Nomogram Construction and Validation

A nomogram was constructed based on the five independent predictors of ER. As illustrated in Figure 3, this model provides individualized estimates of recurrence risk for each patient. The discriminative performance of the nomogram, as assessed by the C-index (0.763; 95% CI: 0.736–0.870) and AUC (0.803), demonstrated strong predictive capacity (Figure 4A). The calibration curve revealed close agreement between the predicted and actual recurrence probabilities (Figure 4B), thereby confirming the reliability of the model. Decision curve analysis (DCA) further validated its clinical utility (Figure 4C). Kaplan–Meier survival analysis indicated significantly poorer recurrence-free survival in the high-risk group compared with the low-risk group (p < 0.0001), as shown in Figure 4D.

Figure 3.

Nomogram for predicting ER after PA-TACE in HCC patients.

Figure 4.

(A) The area under ROC curve (AUC) for the nomogram predicting ER; (B) Calibration curves of the nomogram showing agreement between actual and predicted probabilities; (C) Decision curve analysis for evaluating the clinical utility of the nomogram in ER prediction; (D) Kaplan-Meier curves illustrate the RFS.

Discussion

In China, TACE has become the most commonly used postoperative adjuvant therapy following liver resection for HCC, largely due to its relatively brief treatment duration and favorable safety profile.^4,14 Nonetheless, the heterogeneity in patient populations and tumor biology has resulted in inconsistent findings across clinical studies regarding its efficacy. Several studies^7,8 have demonstrated that PA-TACE does not consistently improve long-term survival or delay recurrence across all HCC patients. In this study, a significant proportion of solitary HCC patients (43.0%) experienced ER (within 24 months) following PA-TACE, highlighting the critical need for improved patient stratification before treatment. This further emphasizes the critical clinical need for a reliable preoperative tool to predict ER. To address this, we developed a multiparametric nomogram that integrates accessible clinical, pathological, and imaging variables. The final model incorporated five independent predictors: MVI, satellite lesions, Ki-67 expression >50%, AFP-L3% >10%, and GLR >20. The nomogram demonstrated excellent discriminative performance and calibration ability.

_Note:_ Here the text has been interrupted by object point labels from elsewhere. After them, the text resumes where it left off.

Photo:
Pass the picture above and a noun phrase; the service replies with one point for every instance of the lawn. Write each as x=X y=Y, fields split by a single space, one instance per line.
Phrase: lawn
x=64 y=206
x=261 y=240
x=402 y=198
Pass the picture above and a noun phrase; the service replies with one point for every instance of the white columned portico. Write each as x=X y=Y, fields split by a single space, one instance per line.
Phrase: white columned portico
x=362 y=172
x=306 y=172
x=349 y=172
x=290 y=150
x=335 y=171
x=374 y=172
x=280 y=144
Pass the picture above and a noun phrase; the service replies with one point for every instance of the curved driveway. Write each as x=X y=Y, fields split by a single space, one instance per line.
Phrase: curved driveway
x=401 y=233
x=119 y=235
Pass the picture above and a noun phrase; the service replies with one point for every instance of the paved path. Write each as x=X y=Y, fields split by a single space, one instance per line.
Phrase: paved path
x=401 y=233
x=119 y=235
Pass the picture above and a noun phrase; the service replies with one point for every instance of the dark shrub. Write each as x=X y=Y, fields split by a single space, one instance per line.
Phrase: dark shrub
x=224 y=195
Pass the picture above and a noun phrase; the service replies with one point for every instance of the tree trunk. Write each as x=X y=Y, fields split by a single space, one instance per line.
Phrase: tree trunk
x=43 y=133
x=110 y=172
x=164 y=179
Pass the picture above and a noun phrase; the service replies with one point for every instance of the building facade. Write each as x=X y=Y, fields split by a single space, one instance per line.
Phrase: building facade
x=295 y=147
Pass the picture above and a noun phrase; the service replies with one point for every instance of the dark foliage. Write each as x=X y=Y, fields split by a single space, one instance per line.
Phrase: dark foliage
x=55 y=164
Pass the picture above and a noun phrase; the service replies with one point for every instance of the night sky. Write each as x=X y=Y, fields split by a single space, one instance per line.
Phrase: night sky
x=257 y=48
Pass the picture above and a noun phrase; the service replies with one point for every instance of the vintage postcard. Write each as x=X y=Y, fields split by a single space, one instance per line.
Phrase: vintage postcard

Among these, MVI is widely recognized as a critical indicator reflecting the high invasiveness and metastatic potential of tumors and serves as an essential pathological basis for assessing the recurrence risk of HCC and guiding treatment strategies.^15–17 Previous studies^18–21 have shown that PA-TACE reduces recurrence and improves survival outcomes in patients with MVI, whereas no significant effect has been observed in patients without MVI. For instance, Wang et al²² proposed a scoring system for HCC patients based on AFP, cirrhosis status, tumor count, tumor diameter, number of MVI foci, and the distance between MVI and HCC. This system categorized MVI-positive patients into three subtypes (type A, type B, and type C). The findings indicated that only type C patients derive significant benefit from adjuvant TACE, while the therapeutic benefits for type A and type B patients remain to be further elucidated. In this study, MVI emerged as an independent risk factor for ER, reaffirming the importance of its consideration in therapeutic planning. Therefore, for patients with positive MVI, the decision for adjuvant TACE treatment should be individually tailored and based on each patient’s clinical characteristics and prognostic factors.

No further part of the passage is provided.